In this memoir Mr. Alfonso Fillon shares memories from throughout his 70+ years of life about how his biracial bicultural Filipino-Caucasian ethnicity caused others to behave towards him, how he responded toward them and how these interactions influenced his decisions and shaped who he is. They are memories of an American with an Asian father and a mother of Northern European ancestry. Filipinos, borrowing from Spanish, call such mixed-race people Mestizos. While the Caucasian-Filipino Mestizo-American with a blonde blue-eyed mother might recognize her or his own internal qualities inherited or learned from the Caucasian parent, white supremacists only see the superficial darkness of skin, hair and eyes and aim their hate accordingly. Thus, being a Filipino-Caucasian American frequently encountering white racists was painful, generating anger, fear, and insecurity, feelings that he desires to share with the reader. By imposing their definitions on him, the racists were constantly reminding him that he could never be a “real American.”
Mr. Fillon shares stories showing how some racially prejudiced Caucasian Americans tried to persecute him and his family but he also makes it clear that he bears no grudges against those perpetrators.
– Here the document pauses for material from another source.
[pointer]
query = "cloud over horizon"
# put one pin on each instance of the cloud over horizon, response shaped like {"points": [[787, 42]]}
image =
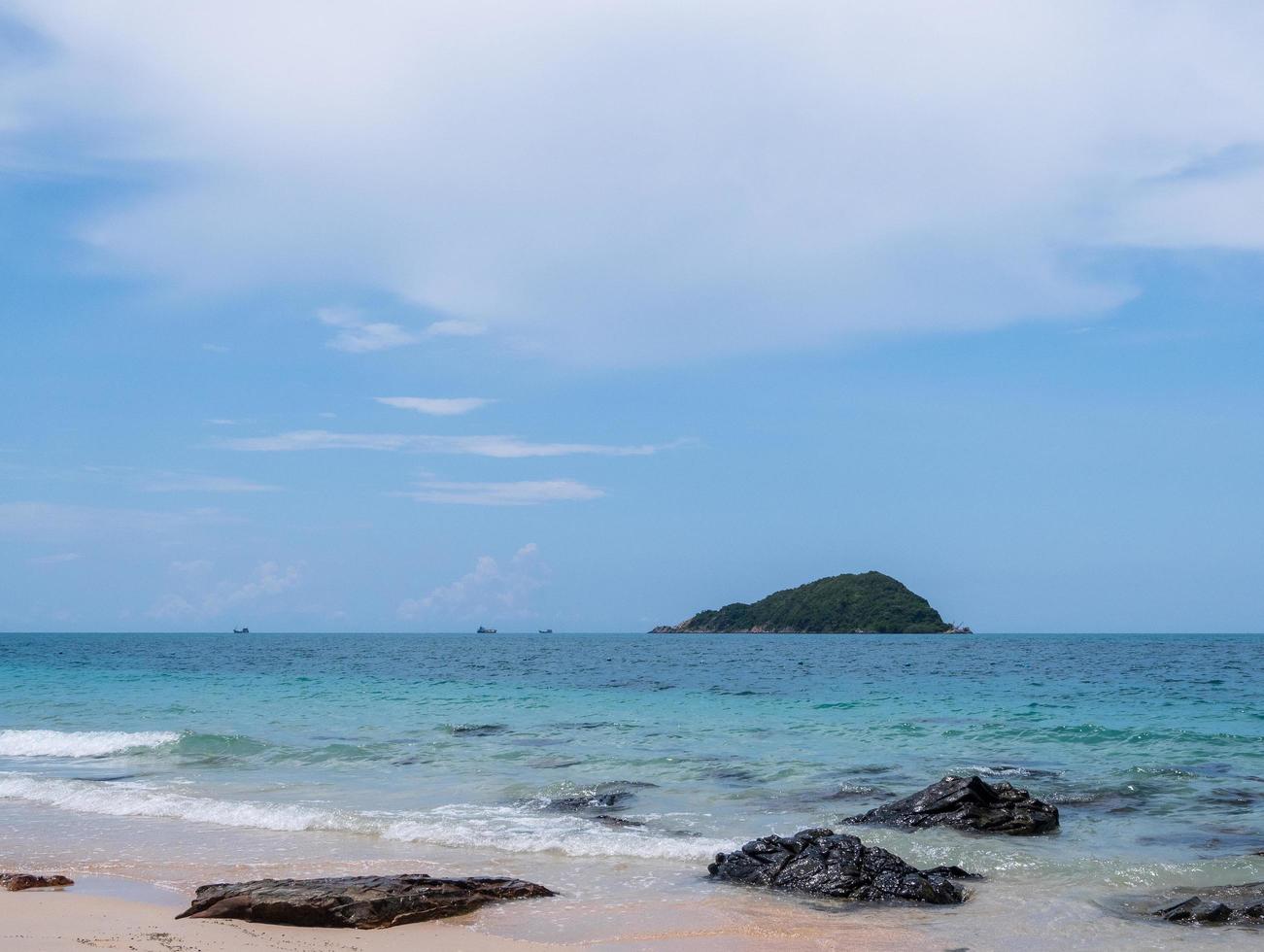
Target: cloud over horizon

Many of Mr. Fillon’s Caucasian friends whom he has told of those experiences felt badly for him or even apologized for the behavior of their fellow Caucasians. He appreciates the empathy but is quick to point out that no apology is necessary and that harboring hostility towards past perpetrators would only hurt himself.
The author is a proud to be an American and U. S. Military Veteran. He tears up when recalling how his father crossed the world’s greatest ocean to arrive in, become a citizen of, and raise his family in his beloved America.